The candidate is an academic neurosurgeon (MD, PhD), with a career scientific goal of understanding the molecular mechanisms of brain development and the pathological deregulation of those mechanisms in neurological diseases. The candidate has significant prior laboratory experience with a track record of successful, published research projects in developmental and excitotoxic neuronal death and neuronal morphogenesis. To prepare for the transition to successful independent investigator, the candidate's career development plan includes graduate-level coursework in bioinformatics, next-generation sequencing, and genomic analysis, as well as academic medical leadership and will be supplemented with seminars in Genetics, Anatomy and Neurobiology, and the Hope Center for Neurological Disorders, as well as presentation of the candidate's research at major national and international conferences. The proposed career development plan and scientific training will occur at Washington University in St. Louis, an institution with particular strengthsin neurobiology, genetics, and advanced genomic approaches, providing the candidate with important intellectual assistance and collaborations. The scientific training will be mentored by Dr. Jeff Milbrandt, whose laboratory focuses on elucidating mechanisms of gene regulation during nervous system development. His laboratory's expertise in the latest transgenic mouse technology, transcriptome analyses, and methodologies to study protein-DNA interactions, as well as his knowledge of cohesion biology will provide the candidate with the research tools needed to succeed as an independent investigator studying neuronal development and diseases that affect the human brain. Disturbances in neuronal dendrite morphology have been observed in diverse neurological disorders, raising the intriguing hypothesis that abnormalities in normal dendrite development contribute to human brain diseases. The candidate previously discovered that strikingly, major mitotic ubiquitin ligase Cdc20-Anaphase- Promoting Complex (Cdc20-APC) is required for dendrite morphogenesis in post-mitotic neurons of the brain. This research proposal will identify novel molecular mechanisms downstream of Cdc20-APC in the control of dendrite development, with direct relevance to human brain diseases.

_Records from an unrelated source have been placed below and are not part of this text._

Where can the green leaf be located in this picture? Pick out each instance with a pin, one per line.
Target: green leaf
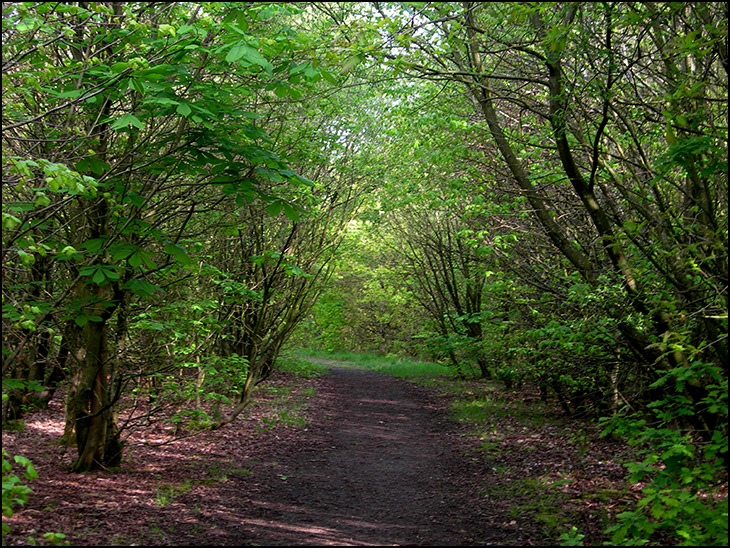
(274, 208)
(126, 121)
(236, 52)
(290, 212)
(183, 109)
(179, 253)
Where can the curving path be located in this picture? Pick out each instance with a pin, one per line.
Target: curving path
(378, 467)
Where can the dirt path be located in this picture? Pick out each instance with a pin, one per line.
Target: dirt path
(379, 468)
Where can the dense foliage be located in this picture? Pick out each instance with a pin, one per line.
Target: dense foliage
(532, 192)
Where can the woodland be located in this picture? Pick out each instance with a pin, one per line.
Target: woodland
(532, 194)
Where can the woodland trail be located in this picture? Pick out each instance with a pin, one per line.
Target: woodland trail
(379, 468)
(378, 462)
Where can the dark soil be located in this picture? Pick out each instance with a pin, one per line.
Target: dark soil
(378, 462)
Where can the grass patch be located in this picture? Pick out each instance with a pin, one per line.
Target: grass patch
(296, 365)
(166, 493)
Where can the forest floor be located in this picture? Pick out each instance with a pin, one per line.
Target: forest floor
(352, 458)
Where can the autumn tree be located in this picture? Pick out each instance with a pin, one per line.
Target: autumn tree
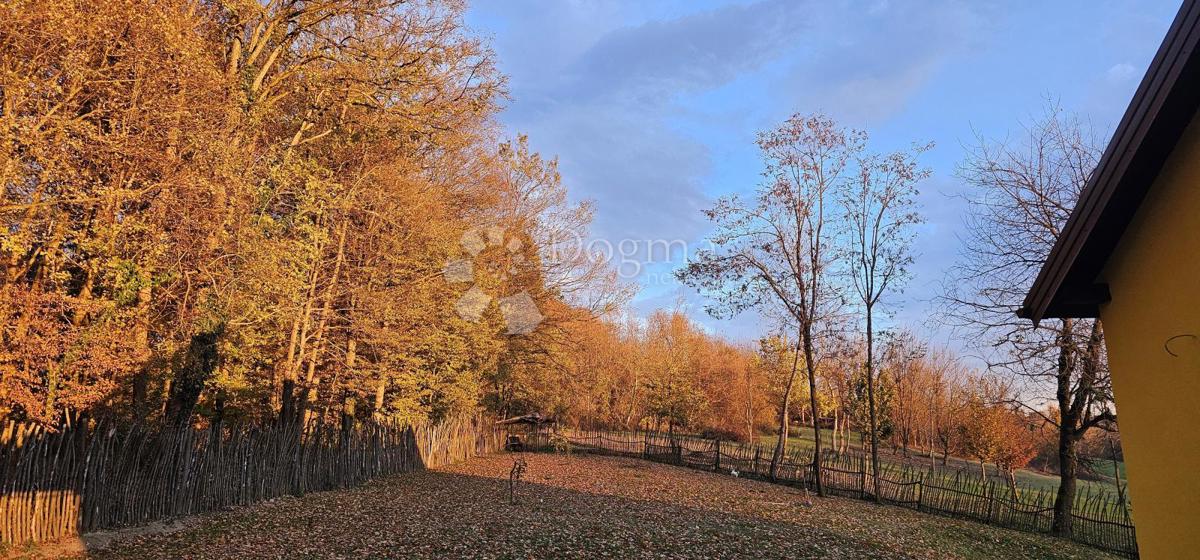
(1020, 196)
(880, 215)
(774, 250)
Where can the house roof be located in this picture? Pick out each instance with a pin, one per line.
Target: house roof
(1163, 106)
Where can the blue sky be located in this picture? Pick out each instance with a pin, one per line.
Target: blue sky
(652, 106)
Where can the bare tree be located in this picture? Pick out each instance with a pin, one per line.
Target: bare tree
(881, 214)
(1021, 193)
(774, 250)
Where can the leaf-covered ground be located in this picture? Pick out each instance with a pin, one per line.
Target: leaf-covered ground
(580, 506)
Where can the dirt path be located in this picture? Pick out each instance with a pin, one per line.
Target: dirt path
(581, 507)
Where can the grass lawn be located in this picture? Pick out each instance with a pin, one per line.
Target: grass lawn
(582, 506)
(802, 439)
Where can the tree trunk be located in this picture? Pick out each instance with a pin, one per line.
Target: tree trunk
(870, 404)
(199, 363)
(784, 416)
(1065, 501)
(813, 401)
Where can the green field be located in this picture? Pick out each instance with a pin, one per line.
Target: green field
(801, 439)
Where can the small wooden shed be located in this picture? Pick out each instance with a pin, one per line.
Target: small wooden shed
(528, 432)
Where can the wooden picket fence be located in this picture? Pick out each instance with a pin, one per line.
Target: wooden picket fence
(955, 494)
(101, 475)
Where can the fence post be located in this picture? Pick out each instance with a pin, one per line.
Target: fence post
(862, 477)
(990, 492)
(921, 489)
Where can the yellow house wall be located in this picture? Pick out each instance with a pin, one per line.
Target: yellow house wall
(1155, 280)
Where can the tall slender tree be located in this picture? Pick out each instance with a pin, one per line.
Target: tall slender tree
(774, 250)
(881, 215)
(1020, 196)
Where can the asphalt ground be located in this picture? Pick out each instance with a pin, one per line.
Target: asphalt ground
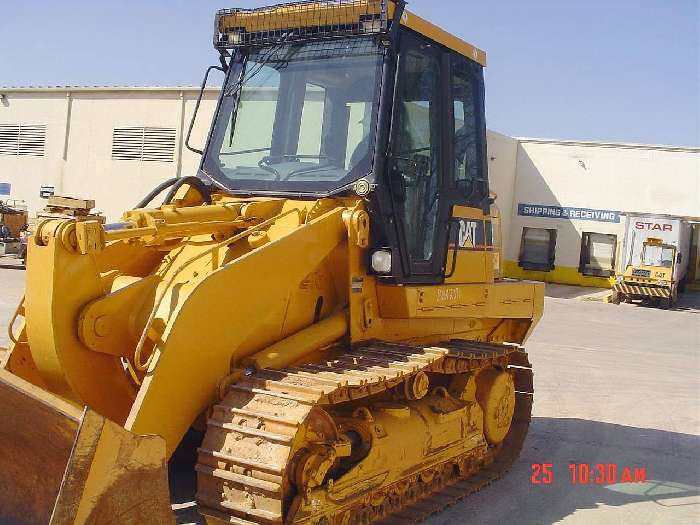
(614, 385)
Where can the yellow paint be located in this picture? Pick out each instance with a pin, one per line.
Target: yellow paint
(441, 36)
(322, 14)
(560, 275)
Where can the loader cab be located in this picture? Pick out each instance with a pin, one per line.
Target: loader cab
(434, 192)
(401, 125)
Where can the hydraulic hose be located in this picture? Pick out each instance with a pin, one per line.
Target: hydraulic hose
(175, 184)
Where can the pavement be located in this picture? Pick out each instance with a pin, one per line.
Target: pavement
(614, 385)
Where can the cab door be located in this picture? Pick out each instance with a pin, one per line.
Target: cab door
(473, 249)
(417, 160)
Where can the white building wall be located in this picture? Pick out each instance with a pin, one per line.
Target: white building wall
(77, 161)
(620, 178)
(78, 155)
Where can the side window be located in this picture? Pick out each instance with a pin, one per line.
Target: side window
(537, 249)
(257, 103)
(311, 121)
(415, 165)
(470, 175)
(598, 254)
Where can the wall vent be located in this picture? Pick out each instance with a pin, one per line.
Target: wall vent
(145, 144)
(22, 139)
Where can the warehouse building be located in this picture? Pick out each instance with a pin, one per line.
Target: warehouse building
(563, 203)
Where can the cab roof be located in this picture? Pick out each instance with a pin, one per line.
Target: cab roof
(319, 19)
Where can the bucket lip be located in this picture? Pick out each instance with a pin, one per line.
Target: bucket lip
(51, 401)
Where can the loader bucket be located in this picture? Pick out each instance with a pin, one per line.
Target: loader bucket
(62, 465)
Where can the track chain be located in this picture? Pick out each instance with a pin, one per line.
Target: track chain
(254, 433)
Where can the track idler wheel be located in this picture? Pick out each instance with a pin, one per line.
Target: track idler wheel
(495, 392)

The first aim will define an exciting link between Cdc20-APC and the S5a subunit of the 26S proteasome, a multisubunit complex designed to destroy ubiquitinated substrates, in dendrite morphogenesis, suggesting the hypothesis that Cdc20-APC regulates proteasomal activity to drive dendrite elaboration. These experiments will use a rigorous RNA interference- based approach to determine the mechanism of S5a-driven dendrite morphogenesis and utilize a novel cellular fluorescent reporter to monitor Cdc20-APC regulation of proteasomal activity.
The second aim will elucidate a Cdc20-APC signaling pathway to the cohesion complex in dendrite and dendritic spine morphogenesis. Human cohesinopathy syndromes are linked to mutations in cohesion genes and are characterized by mental retardation.

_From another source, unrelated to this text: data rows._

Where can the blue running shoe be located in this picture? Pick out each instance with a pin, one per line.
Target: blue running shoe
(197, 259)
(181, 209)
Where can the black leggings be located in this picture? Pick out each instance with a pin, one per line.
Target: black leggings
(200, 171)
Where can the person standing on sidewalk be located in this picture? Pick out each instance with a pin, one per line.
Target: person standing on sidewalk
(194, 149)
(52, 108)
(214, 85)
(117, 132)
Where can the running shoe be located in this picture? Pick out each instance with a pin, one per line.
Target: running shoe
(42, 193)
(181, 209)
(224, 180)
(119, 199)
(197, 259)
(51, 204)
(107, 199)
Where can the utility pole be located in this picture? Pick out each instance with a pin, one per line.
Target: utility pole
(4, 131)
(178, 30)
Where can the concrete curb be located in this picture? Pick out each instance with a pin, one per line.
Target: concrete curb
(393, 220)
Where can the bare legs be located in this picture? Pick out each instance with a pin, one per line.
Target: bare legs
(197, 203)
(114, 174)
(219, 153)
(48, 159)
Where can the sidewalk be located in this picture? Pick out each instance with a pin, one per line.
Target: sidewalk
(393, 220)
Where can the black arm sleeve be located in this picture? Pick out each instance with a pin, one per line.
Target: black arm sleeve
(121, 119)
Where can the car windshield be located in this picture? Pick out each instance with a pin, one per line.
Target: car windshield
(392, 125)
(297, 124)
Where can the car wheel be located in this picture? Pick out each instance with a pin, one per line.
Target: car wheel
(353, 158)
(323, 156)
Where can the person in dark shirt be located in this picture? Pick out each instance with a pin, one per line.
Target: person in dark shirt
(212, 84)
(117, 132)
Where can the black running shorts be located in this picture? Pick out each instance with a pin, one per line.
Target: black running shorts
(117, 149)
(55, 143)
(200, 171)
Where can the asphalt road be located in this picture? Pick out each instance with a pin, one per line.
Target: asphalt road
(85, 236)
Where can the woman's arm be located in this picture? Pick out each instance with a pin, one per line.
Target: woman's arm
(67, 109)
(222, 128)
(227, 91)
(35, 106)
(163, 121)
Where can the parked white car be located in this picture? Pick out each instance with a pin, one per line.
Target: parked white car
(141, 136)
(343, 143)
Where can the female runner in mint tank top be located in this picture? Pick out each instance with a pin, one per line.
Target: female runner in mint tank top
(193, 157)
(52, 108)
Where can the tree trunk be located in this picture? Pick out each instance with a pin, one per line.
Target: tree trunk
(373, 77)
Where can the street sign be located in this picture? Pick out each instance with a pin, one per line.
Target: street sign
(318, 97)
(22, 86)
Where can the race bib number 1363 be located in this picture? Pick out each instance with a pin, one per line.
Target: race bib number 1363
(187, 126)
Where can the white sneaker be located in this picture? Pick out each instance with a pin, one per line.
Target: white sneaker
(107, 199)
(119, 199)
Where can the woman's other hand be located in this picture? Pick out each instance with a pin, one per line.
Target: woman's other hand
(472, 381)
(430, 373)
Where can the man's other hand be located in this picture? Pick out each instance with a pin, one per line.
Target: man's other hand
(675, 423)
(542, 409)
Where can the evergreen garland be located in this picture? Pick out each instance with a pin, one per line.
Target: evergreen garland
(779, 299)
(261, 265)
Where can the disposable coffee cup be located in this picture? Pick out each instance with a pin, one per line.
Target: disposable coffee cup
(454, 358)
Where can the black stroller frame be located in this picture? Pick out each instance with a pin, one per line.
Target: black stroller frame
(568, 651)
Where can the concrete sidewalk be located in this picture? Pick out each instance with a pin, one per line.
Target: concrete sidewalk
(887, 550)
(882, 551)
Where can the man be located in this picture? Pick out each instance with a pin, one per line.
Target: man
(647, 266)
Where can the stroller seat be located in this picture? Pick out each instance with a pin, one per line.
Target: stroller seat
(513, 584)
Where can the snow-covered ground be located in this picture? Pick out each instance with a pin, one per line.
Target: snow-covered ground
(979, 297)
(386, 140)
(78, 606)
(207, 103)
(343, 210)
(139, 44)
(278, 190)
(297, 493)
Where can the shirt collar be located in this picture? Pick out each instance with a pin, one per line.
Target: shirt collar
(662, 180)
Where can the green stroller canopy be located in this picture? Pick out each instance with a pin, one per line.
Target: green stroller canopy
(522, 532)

This aim will test the hypothesis that dysregulation of a Cdc20-APC/cohesion dendrite morphogenesis pathway causes structural abnormalities in neurons, which may underlie the cognitive deficits seen in cohesinopathy patients. RNAi targeting the Cdc20-APC/cohesion pathway and transgenic mice carrying a conditional deletion of a core cohesion subunit will be extensively utilized for this aim. Direct downstream gene targets of cohesion in post-mitotic neurons will be identified through a genome-wide search for cohesion binding sites through chromatin immunoprecipitation coupled with next generation sequencing and correlated cohesion- dependent microarray analyses. The identification of novel Cdc20-APC downstream mechanisms in the control of dendrite morphogenesis will fill a significant gap in our understanding of cell-intrinsic mechanisms of neuronal connectivity and provide insights into the pathogenesis of the cognitive deficits observed in human cohesinopathies.
Dendrites represent the critical receiving end of communicating brain cells-or neurons, and disturbances in dendrite structure contribute to the cognitive deficits observed in neurological disorders, including mental retardation and adult neurodegenerative disorders. Therefore, identification of genes controlling dendrite development will reveal how these nervous system disorders occur, laying the foundation for potential future therapies for these patients. This project will identify genes that control dendrie structure using advanced imaging of dendrite architecture, biochemistry, and state-of-the-art genomic technologies.